Short Takes on Big Subjects

Sunday, January 21, 2007; Page BW11

PENGUIN EPICSPenguin. $8.95 each, $179 boxed set


Everything about an epic is large, right? The personalities, the emotions, the stakes. The seas are wider than in standard novels, the swords deadlier, the pages longer. The list of epics unread can seem guiltily endless, too, even for serious bibliophiles. But Penguin is here to help. The publisher has extracted brief highlights from 20 epics and published them individually in beautifully designed little books. In The Epic of Gilgamesh, meet "the king who knew the countries of the world . . . he brought us a tale of the days before the flood." In Siegfried's Murder, from the Nibelungenlied, discover how Siegfried was betrayed. (Word to the wise: When you bathe in dragon's blood to render yourself invincible, don't miss a spot.) In Apuleius's Cupid and Psyche, learn how a beautiful princess had to descend into hell to ascend immortal heights, "a story recited by an old woman to a terrified, kidnapped girl and overheard by the narrator (who has been transformed into an ass)." Perusing these tales will not be nearly so fraught for most readers; indeed, these slim volumes (the longest is 138 pages, the shortest only 71) offer tantalizing glimpses into strange worlds long gone that still resonate in the modern words we read.

NEW SUDDEN FICTION Short-Short Stories From America and Beyond Edited by Robert Shapard and James Thomas Norton. $15.95


The Chinese call very short stories "smoke-long stories" because they are just long enough to read on a smoking break.
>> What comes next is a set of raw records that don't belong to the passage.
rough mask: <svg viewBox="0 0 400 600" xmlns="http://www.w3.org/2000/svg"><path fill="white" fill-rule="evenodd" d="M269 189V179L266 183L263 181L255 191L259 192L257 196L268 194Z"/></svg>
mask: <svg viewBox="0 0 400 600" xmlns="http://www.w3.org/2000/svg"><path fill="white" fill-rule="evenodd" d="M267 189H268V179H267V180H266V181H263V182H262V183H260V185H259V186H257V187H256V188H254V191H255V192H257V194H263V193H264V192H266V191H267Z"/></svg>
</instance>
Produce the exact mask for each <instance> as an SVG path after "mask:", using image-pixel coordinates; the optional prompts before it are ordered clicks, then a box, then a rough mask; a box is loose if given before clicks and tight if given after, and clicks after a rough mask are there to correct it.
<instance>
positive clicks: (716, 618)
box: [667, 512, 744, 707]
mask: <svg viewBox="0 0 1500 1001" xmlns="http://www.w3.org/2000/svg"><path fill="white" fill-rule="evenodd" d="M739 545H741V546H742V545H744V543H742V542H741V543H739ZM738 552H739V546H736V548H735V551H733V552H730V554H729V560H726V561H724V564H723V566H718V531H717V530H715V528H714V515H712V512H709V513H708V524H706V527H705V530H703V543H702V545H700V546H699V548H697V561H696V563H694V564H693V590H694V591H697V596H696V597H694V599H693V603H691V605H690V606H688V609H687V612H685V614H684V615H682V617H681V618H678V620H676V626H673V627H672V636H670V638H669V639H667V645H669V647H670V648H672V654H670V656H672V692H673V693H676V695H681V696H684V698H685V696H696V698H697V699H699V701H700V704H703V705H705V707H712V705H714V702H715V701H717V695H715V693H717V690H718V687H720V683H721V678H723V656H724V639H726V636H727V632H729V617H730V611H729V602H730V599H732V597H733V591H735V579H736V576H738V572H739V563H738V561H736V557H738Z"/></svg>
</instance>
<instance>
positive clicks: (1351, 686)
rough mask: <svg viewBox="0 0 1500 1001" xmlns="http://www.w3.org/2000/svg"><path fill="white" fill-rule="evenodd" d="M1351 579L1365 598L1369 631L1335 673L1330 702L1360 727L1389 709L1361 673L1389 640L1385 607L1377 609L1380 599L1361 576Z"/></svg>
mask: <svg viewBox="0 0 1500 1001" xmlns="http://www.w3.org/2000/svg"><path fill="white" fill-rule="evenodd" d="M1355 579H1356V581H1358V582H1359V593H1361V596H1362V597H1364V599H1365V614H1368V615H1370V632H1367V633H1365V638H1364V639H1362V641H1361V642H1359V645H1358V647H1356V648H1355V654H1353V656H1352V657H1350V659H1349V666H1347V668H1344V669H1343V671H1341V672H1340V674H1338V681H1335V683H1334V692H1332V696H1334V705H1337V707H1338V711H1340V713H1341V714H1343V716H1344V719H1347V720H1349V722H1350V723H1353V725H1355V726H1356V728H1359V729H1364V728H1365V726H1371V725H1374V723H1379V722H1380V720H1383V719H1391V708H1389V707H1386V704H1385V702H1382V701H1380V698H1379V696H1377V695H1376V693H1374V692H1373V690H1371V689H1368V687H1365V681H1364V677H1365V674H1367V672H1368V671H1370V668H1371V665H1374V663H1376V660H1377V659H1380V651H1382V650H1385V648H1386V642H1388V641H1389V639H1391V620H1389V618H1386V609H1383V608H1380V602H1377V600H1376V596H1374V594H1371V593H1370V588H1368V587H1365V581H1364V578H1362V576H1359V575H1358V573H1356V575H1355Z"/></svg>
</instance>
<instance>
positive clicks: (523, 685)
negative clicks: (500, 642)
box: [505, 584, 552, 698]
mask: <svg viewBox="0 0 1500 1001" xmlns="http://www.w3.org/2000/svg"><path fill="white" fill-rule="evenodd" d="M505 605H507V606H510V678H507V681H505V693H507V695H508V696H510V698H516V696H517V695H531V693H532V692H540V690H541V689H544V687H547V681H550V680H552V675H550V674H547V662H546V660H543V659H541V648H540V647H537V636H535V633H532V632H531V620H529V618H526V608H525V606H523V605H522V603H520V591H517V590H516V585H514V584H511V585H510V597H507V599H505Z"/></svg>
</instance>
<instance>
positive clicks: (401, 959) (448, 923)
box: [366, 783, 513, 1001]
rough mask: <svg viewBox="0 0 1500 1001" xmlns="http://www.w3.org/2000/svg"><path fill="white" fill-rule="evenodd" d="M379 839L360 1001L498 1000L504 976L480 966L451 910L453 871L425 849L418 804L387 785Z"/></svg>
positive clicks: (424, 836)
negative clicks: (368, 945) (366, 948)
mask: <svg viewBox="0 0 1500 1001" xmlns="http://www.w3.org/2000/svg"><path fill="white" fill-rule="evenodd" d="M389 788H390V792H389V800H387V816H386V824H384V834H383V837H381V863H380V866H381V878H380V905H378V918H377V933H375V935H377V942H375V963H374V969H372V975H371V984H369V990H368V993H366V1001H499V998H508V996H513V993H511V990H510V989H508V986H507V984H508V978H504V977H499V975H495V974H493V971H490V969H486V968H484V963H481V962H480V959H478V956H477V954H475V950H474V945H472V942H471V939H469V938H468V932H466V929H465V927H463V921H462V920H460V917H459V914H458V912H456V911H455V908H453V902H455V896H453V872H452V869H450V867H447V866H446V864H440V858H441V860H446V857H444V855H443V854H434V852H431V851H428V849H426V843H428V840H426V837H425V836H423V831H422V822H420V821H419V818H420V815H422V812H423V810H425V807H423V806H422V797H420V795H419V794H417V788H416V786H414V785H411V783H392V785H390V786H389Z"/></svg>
But when Robert Shapard and James Thomas noticed brief little fictions popping up in literary magazines, they didn't know what to make of them. Were they "experimental fictions? Sketches? Prose poems? Anecdotes? Enigmas?" Shapard and Thomas, both literature and creative writing teachers, decided to call them "sudden fiction" and have collected 60 of these shortest stories, all roughly 5 pages long, in this volume, the fourth of this sort that they've done together. In New Sudden Fiction, David Foster Wallace writes about the scalding of a child, and Ursula Hegi imagines a woman running into her first lover, who "has tripled in size." Elizabeth Berg distills a woman's complicated feelings about men in a scene from a cocktail party, while Ha Jin tells of a joke gone horribly wrong. Less, indeed, can be more.

HOW TO READ . . .Norton. $11.95 each


In a similar bid to make big things bite-size, Norton is offering a series of primers on major thinkers and texts. Shakespeare, Jung, Marx, among many others, get the same treatment: 10 brief excerpts from their work, followed by longer explanatory essays from learned scholars. For instance, in How to Read the Bible, Richard Holloway, a former Scottish bishop, begins his explication following the first few verses of Genesis by pointing out that "to read the Bible profitably . . . you have to work out what your line on God is going to be and, if possible, stick to it throughout." He then offers two simple ways of looking at God -- as a believer or a nonbeliever -- that turn out not to be entirely contradictory. In How to Read Sartre, Robert Bernasconi, a professor of philosophy at the University of Memphis, explains that the French philosopher "did not always write great prose; he often tortured the French language." But reading him is worth the effort because he addressed "the kind of questions about our responsibilities and about the meaning of life that ordinary people expect [philosophy] to address."

From Our Previous Reviews


? At Canaan's Edge: America in the King Years 1965-68 (Simon & Schuster, $20), the third volume of Taylor Branch's monumental life of Martin Luther King Jr., "should satisfy readers who look for bottom-up as well as top-down histories of the civil rights movement," wrote James T. Patterson.

? In On Michael Jackson (Vintage, $13), Margo Jefferson, one of the best cultural critics in the business according to Christopher John Farley, "manages to be tough without being judgmental, funny without being cruel and deep without being long-winded."

? Anna Politkovskaya, the Russian investigative journalist who was assassinated last year, was "unwavering in telling the gruesome truth about the injustices that she has witnessed," wrote Michael McFaul of Putin's Russia: Life in a Failing Democracy (Owl, $16), her last book to be published here before her death.

Rachel Hartigan Shea is a Book World contributing editor.